Supreme god or spirit of the Lugbara people of central Africa

Adroa is the supreme god or spirit of the Lugbara people of central Africa.

Adroa is a god they worship, and this aspect of the god was known as Adroa 'ba o'bapiri ('God the creator of men'). Adroa was said to have created the first man, Gborogboro, and the first woman, Meme. Gborogboro and Meme were also twins, and they were considered the ancestors of the Lugbara. Adroa is also credited with the establishment of social order, by communicating his laws to the tribal ancestors of the Lugbara.

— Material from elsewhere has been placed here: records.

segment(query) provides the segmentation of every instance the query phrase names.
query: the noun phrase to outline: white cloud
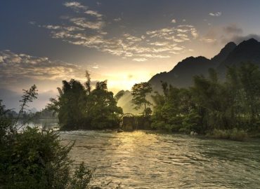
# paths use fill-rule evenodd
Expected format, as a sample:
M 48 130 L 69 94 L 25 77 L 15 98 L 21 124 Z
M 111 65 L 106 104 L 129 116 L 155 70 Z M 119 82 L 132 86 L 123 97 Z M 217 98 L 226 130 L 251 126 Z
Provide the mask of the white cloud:
M 105 31 L 107 24 L 105 18 L 97 11 L 86 10 L 86 6 L 77 1 L 65 3 L 65 6 L 77 8 L 74 10 L 82 14 L 90 15 L 93 19 L 86 17 L 63 17 L 63 24 L 39 25 L 51 31 L 52 38 L 99 51 L 107 52 L 122 58 L 130 58 L 134 56 L 134 61 L 146 61 L 148 58 L 169 58 L 172 54 L 185 52 L 185 47 L 177 44 L 191 41 L 197 38 L 198 34 L 193 25 L 181 24 L 175 27 L 164 27 L 147 31 L 140 35 L 122 33 L 112 37 Z M 79 15 L 78 13 L 77 14 Z M 119 22 L 121 18 L 115 18 Z M 176 22 L 176 20 L 173 20 Z
M 218 17 L 218 16 L 221 16 L 222 15 L 222 13 L 221 12 L 209 13 L 209 15 L 211 16 Z
M 176 19 L 173 19 L 173 20 L 171 20 L 171 23 L 176 23 Z
M 92 16 L 95 16 L 96 18 L 100 18 L 103 16 L 103 15 L 98 13 L 97 11 L 95 11 L 95 10 L 86 10 L 85 12 L 86 14 L 88 14 L 88 15 L 92 15 Z
M 77 1 L 65 2 L 64 4 L 64 6 L 72 8 L 75 8 L 75 9 L 86 10 L 88 8 L 87 6 L 83 6 L 79 2 L 77 2 Z
M 119 21 L 121 21 L 121 20 L 122 20 L 122 18 L 115 18 L 113 20 L 114 20 L 115 22 L 119 22 Z
M 81 66 L 48 57 L 16 54 L 10 50 L 0 51 L 0 57 L 1 82 L 18 81 L 24 78 L 52 80 L 84 76 Z
M 146 58 L 134 58 L 133 60 L 136 62 L 145 62 L 148 59 Z
M 79 27 L 93 29 L 100 29 L 105 25 L 103 21 L 91 22 L 88 21 L 85 18 L 73 18 L 70 21 Z

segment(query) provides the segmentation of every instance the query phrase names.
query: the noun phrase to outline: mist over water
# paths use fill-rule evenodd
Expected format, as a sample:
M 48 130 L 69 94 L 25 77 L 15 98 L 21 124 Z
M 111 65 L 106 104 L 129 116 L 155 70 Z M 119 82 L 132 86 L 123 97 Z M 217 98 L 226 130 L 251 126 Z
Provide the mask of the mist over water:
M 260 140 L 152 132 L 61 132 L 70 155 L 96 167 L 93 184 L 123 188 L 260 188 Z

Adroa has two main aspects, Adroa the good (Lugbara: onyiru), and Adro the bad (Lugbara: onzi). These two dual aspects can be further broken down into different smaller aspects. Adroa, the good aspect, is transcendent and far-removed from mankind. This aspect is sometimes called Adronga or Adrogoa. This aspect includes Adroa in different roles, including Adroa 'ba o'dupiri ('God the taker away of men') as a death deity and Adroa 'bija ('God in the sky'), a sky deity. Adro, the bad aspect, was described as tall, white and only having half a body, and he travels by jumping around on one leg. He is described as earthly, and dwells on the earth along with mankind, especially in rivers. Adro is usually invisible, but will appear to those who are close to death, and is thus also associated with death. Adro was worshiped through child sacrifice, but since the 1930s a ram was substituted as the victim. Some versions do not consider Adro to be the evil equivalent of Adroa, but as a class of earthly spirits who are "refractions" of the good aspect. Both Adroa and Adro are part of a Lugbara man, as a sign of divine creation. In this aspect, the Adroa is also known as Tali. Women are thought to have no Tali. Upon a man's death, the Adro aspect was thought to leave his body, rejoining with Adro in the rivers and becoming Adroanzi. Meanwhile, Tali rejoins Adroa in the sky.